The WHO, in collaboration with partners, expert networks, national authorities, institutions and researchers have been monitoring and assessing the evolution of SARS-CoV-2 since January 2020.
Just recently, the WHO convened a group of scientists from several countries and agencies to consider easy-to-pronounce and non-stigmatizing labels for variants of concerns (VOC) and variants of interest (VOI).
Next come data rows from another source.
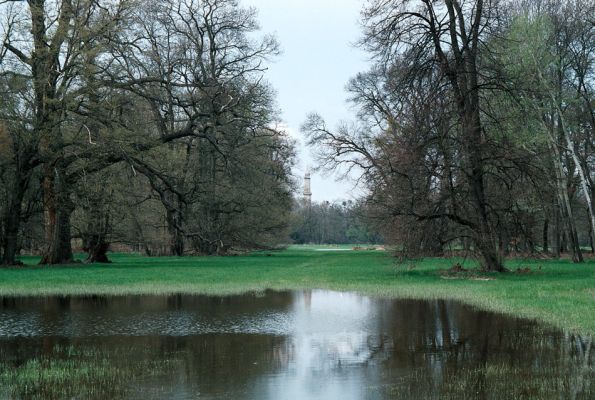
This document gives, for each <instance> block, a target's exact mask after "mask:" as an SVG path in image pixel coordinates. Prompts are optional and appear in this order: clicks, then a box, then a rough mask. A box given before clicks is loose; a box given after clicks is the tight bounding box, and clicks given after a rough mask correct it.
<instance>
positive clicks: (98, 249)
mask: <svg viewBox="0 0 595 400" xmlns="http://www.w3.org/2000/svg"><path fill="white" fill-rule="evenodd" d="M84 242H85V243H84V245H83V250H85V251H86V252H87V258H86V259H85V263H88V264H90V263H110V262H111V261H110V260H109V258H107V251H108V250H109V246H110V244H109V243H108V242H106V241H105V236H104V235H101V234H93V235H89V236H88V237H86V238H84Z"/></svg>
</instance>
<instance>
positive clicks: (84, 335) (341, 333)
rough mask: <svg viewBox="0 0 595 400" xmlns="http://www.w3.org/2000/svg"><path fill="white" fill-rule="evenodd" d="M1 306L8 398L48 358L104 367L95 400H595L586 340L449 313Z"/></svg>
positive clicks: (241, 299) (341, 296) (497, 320)
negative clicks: (264, 399) (38, 366)
mask: <svg viewBox="0 0 595 400" xmlns="http://www.w3.org/2000/svg"><path fill="white" fill-rule="evenodd" d="M0 304H1V306H0V352H1V356H2V360H3V361H2V364H1V368H2V370H3V372H2V373H1V374H0V375H1V376H2V378H0V379H2V380H3V381H2V383H3V385H4V386H5V387H8V388H9V389H6V390H8V391H9V392H8V393H6V394H5V396H7V397H19V396H22V397H27V396H29V395H30V393H29V394H27V393H23V392H19V389H18V386H19V385H18V383H19V382H21V383H22V382H23V380H25V379H26V377H25V376H24V372H23V373H20V372H19V371H21V370H22V369H23V366H24V365H28V366H29V367H28V368H29V369H30V365H31V360H34V361H41V362H40V363H39V367H38V368H40V369H44V368H54V367H53V364H52V363H51V362H49V360H65V361H68V362H72V363H73V365H74V366H76V365H78V364H77V363H80V364H81V365H84V366H85V368H88V369H90V370H91V371H93V365H95V364H97V365H100V366H101V367H102V368H106V366H108V369H110V370H112V371H114V372H113V374H112V375H113V376H111V377H110V378H109V379H107V378H105V374H104V375H102V376H103V377H104V378H103V380H100V379H97V381H94V380H93V373H92V372H91V373H90V375H89V376H87V377H86V378H85V379H86V381H85V382H84V385H85V386H91V387H94V388H93V389H94V390H93V391H91V392H89V393H95V394H97V396H98V397H97V398H101V397H102V394H105V393H107V390H108V389H109V390H110V393H111V397H118V396H120V397H126V398H143V399H151V398H179V399H186V398H196V396H197V395H200V398H206V399H223V398H245V399H279V398H284V399H308V398H320V399H323V398H324V399H331V398H340V399H341V400H347V399H388V398H405V399H408V398H410V399H417V398H465V397H466V398H478V399H508V398H535V399H547V398H570V399H587V398H593V394H594V388H593V386H592V381H593V380H594V378H595V373H594V371H593V346H594V345H593V341H592V338H585V337H580V336H576V335H571V334H564V333H562V332H558V331H556V330H552V329H549V328H547V327H543V326H540V325H538V324H536V323H534V322H531V321H526V320H519V319H514V318H510V317H506V316H503V315H499V314H494V313H489V312H484V311H479V310H475V309H473V308H471V307H468V306H465V305H461V304H458V303H453V302H447V301H439V300H436V301H414V300H385V299H372V298H368V297H363V296H359V295H355V294H346V293H337V292H328V291H304V292H267V293H264V294H248V295H241V296H227V297H207V296H186V295H177V296H168V297H158V296H155V297H151V296H131V297H62V298H59V297H51V298H5V299H2V301H1V303H0ZM65 349H67V350H65ZM34 365H38V364H34ZM97 370H98V371H99V368H97ZM7 371H13V372H12V373H11V374H8V373H7ZM69 371H70V370H66V372H64V375H65V377H64V379H63V380H62V381H61V382H63V383H62V385H64V387H62V388H61V387H60V385H58V387H54V388H43V385H50V382H49V381H48V382H37V385H38V386H40V387H41V389H40V390H42V389H43V390H46V391H50V392H49V393H50V394H51V393H54V394H56V395H57V396H58V397H59V395H60V394H70V395H76V392H75V393H73V392H72V390H74V389H72V388H75V389H76V388H77V381H76V380H77V379H80V377H77V376H74V375H75V374H74V373H73V372H69ZM19 373H20V375H19ZM28 373H29V374H30V371H29V372H28ZM69 374H71V375H72V376H71V375H69ZM108 375H109V374H108ZM118 377H125V379H124V378H122V379H119V378H118ZM27 379H28V378H27ZM78 383H79V384H80V383H81V382H78ZM52 385H54V386H55V382H52ZM79 386H80V385H79ZM66 388H70V389H68V390H70V391H68V390H67V389H66ZM116 388H118V390H115V389H116ZM52 390H53V391H54V392H51V391H52ZM60 390H62V391H60ZM1 396H2V392H1V391H0V397H1Z"/></svg>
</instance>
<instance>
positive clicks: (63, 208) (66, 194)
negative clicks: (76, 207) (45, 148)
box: [39, 165, 74, 264]
mask: <svg viewBox="0 0 595 400" xmlns="http://www.w3.org/2000/svg"><path fill="white" fill-rule="evenodd" d="M44 175H45V176H44V178H43V192H44V193H43V197H44V219H45V238H46V249H45V251H44V253H43V255H42V257H41V261H40V262H39V263H40V264H70V263H73V262H74V257H73V254H72V246H71V243H70V240H71V232H70V216H71V214H72V211H73V209H74V207H73V204H72V202H71V200H70V196H69V193H68V191H67V190H66V183H65V180H64V174H63V173H62V172H61V171H60V170H59V168H57V167H52V166H50V165H46V166H45V167H44Z"/></svg>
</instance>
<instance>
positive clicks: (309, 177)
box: [304, 171, 312, 205]
mask: <svg viewBox="0 0 595 400" xmlns="http://www.w3.org/2000/svg"><path fill="white" fill-rule="evenodd" d="M304 200H306V204H307V205H310V204H312V189H311V187H310V171H306V175H304Z"/></svg>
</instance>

At the present time, this expert group has recommended using labels using letters of the Greek alphabet.
A SARS-CoV-2 variants that meets the definition of a VOC and through a comparative assessment, has been demonstrated to be associated with one or more of the following changes at a degrees of global public health significance:
Increase in transmissibility or detrimental change in COVID-19 epidemiology; or increase in virulence or change in clinical disease presentation; or decrease in effectiveness of public health and social measures or available diagnostic, vaccines, therapeutics.
So far, the WHO has identified VOC. These are Alpha (earliest document samples taken in the United Kingdom in September 2020), Beta (South Africa in May 2020), Gamma (Brazil in November 2020), and Delta (India in October 2020).
A SARS-CoV-2 isolate is a VOI if, compared to a reference isolate, its genome has mutations with established or suspected phenotypic implications, and either: has been identified to cause community transmission/multiple COVID-19 cases/clusters, or has been detected in multiple countries; or is otherwise assessed to be a VOI by WHO in consultation with the WHO SARS-CoV-2 Virus Evolution Working Group.
The Philippine strain is called Theta; it was first reported in January 2021. The other VOI are Epsilon (USA in March 2020), Zeta (Brazil in April 2020), Eta (multiple countries in December 2020), Iota (USA in November 2020), and Kappa (India in October 2020).
“These labels do not replace existing scientific names, which convey important scientific information and will continue to be used in research,” the WHO said in a statement.
“While they have their advantages, these scientific names can be difficult to say and recall, and are prone to misreporting,” the WHO explained. “As a result, people often resort to calling variants by the places where they are detected, which is stigmatizing and discriminatory.”